4.4.2 Three (3) weeks vacation per year, which shall accrue annually beginning with the effective date of this Agreement. If the EMPLOYEE does not utilize the entire three weeks of annual vacation in a given year, he may carry over such weeks into the following calendar year, provided that such accrual shall not exceed the maximum accrual permitted under current Company policy.
4.4.3 EMPLOYEE shall be based in Seattle, Washington until the Board of Directors and EMPLOYEE mutually agree that the relocation of EMPLOYEE to San Diego, California is necessary. At such time as EMPLOYEE does relocate to San Diego, the Company shall reimburse to EMPLOYEE for his moving expenses to San Diego in an amount up to Twenty Thousand Dollars ($20,000.00) of such moving expenses, provided EMPLOYEE provides to the Company appropriate documentation supporting such expenses.
4
4.5 The Company shall reimburse EMPLOYEE for all reasonable out-of-pocket expenses incurred by him in the course of performing his duties under this Agreement, which are consistent with the Company's policies in effect from time to time with respect to travel, entertainment and other business expenses, subject to the Company's requirements with respect to reporting and documentation of such expenses.
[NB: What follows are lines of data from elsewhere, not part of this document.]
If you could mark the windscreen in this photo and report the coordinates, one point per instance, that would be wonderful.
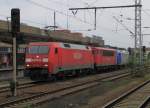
(38, 50)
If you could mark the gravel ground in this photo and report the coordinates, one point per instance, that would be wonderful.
(89, 98)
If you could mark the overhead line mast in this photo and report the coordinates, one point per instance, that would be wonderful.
(137, 35)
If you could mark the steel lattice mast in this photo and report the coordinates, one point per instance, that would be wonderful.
(138, 30)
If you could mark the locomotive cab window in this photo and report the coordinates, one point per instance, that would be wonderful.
(108, 53)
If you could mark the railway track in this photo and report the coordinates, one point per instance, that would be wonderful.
(139, 97)
(20, 86)
(44, 96)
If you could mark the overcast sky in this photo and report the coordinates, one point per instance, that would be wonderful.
(107, 27)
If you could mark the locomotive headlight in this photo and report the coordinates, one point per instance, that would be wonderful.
(45, 60)
(28, 60)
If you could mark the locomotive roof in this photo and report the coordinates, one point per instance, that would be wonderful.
(63, 45)
(101, 48)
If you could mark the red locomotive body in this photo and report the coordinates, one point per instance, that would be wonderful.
(104, 57)
(56, 58)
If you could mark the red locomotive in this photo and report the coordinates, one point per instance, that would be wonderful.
(56, 59)
(47, 59)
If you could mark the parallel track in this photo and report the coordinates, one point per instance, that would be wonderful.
(36, 99)
(135, 98)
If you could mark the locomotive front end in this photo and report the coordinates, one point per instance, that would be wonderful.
(37, 61)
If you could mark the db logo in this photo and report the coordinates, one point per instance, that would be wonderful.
(77, 56)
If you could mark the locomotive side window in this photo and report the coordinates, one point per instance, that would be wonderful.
(43, 50)
(38, 50)
(67, 45)
(33, 50)
(108, 53)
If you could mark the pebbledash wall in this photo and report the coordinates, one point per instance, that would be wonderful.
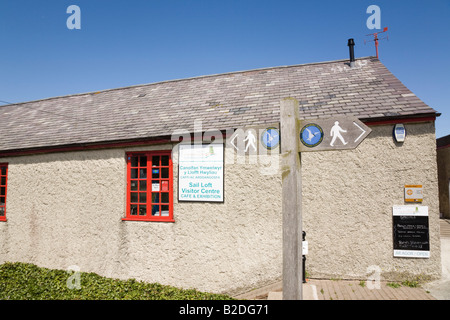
(66, 209)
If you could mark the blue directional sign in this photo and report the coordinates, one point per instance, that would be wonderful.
(311, 135)
(270, 138)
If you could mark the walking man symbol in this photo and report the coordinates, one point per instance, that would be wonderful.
(336, 133)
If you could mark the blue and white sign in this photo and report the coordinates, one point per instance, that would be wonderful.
(399, 132)
(200, 172)
(270, 138)
(311, 135)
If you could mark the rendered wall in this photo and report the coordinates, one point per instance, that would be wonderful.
(348, 199)
(65, 209)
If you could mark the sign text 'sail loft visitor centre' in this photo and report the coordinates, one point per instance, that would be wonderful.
(180, 182)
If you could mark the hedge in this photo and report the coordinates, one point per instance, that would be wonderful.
(24, 281)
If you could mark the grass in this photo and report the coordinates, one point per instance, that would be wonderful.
(23, 281)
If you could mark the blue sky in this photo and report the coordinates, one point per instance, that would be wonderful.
(123, 43)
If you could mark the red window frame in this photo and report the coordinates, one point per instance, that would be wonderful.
(149, 186)
(3, 190)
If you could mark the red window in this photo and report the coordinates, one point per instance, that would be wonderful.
(149, 186)
(3, 183)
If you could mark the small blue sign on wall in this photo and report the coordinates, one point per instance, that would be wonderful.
(270, 138)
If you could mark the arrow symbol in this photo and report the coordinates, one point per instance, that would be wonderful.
(363, 131)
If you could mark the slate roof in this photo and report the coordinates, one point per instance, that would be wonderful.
(222, 101)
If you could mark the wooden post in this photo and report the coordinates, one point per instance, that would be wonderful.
(291, 201)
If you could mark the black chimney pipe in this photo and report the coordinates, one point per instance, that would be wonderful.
(351, 45)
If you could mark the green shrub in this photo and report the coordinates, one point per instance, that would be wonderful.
(23, 281)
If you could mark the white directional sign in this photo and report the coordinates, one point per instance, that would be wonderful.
(255, 140)
(337, 133)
4.6 All of EMPLOYEE's compensation shall be subject to customary federal and state withholding taxes and any other employment taxes as are commonly required to be collected or withheld by the Company.
5 Termination.
-----------
5.1 The Company may terminate this Agreement for Cause (as defined herein) by delivery of written notice to EMPLOYEE specifying the cause or causes relied upon for such termination. If EMPLOYEE's employment under this Agreement is terminated by the Company for Cause before the last day of any calendar month, EMPLOYEE shall be entitled to receive as compensation for such calendar month, only the Base Salary set forth in Section 4.1 prorated to the date of termination on the basis of a 30-day calendar month and all accrued and unreimbursed business expenses incurred by Williams on or before such date. Grounds for the Company to terminate this Agreement for "Cause" shall include the occurrence of any of the following events:
5.1.1 EMPLOYEE's willful misconduct or gross negligence in the performance of his duties hereunder;
5.1.2 EMPLOYEE's willful failure or refusal to perform in the usual manner at the usual time those duties which he regularly and routinely performs in connection with the business of the Company or such other duties reasonably related to the capacity in which he is
5
employed hereunder which may be assigned to him by the Board of Directors of the Company, if such failure or refusal has not been substantially cured to the satisfaction of the Board of Directors within thirty (30) days after written notice of such failure or refusal has been given by the Company to EMPLOYEE.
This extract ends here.